O mel silvestre surge da diversidade de abelhas brasileiras, que produzem potes com características únicas. O texto analisa como a biologia das abelhas, o terroir e a fermentação influenciam o sabor, a textura e a aroma dos meles.
O estudo parte do trabalho diário nas colmeias, onde operárias cuidam da rainha, constroem os potes e mantém o ninho. A diferença de vida entre rainha e operárias também influencia a produção de mel.

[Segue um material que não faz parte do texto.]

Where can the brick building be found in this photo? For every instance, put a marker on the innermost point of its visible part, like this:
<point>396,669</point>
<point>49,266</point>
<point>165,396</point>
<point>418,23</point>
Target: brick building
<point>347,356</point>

Ao todo, o Brasil abriga centenas de espécies de abelhas, incluindo muitas sem ferrão. A Apis mellifera, dominante em partes do mundo, gera mel mais doce e viscoso; as abelhas nativas produzem mel mais líquido, menos doce e vivo pela fermentação.
O terroir transforma o pote
Os meles nativos carregam cera, própolis e resinas que imprimem o terroir no produto. Cada região, com plantas e clima diferentes, confere traços únicos ao mel. Mesmo espécies iguais podem render sabores distintos conforme o local.
A fermentação ocorre no próprio pote por meio da água presente no mel. Esse processo gera variações de sabor, acidez e dulçor ao longo do tempo, acrescentando complexidade ao produto.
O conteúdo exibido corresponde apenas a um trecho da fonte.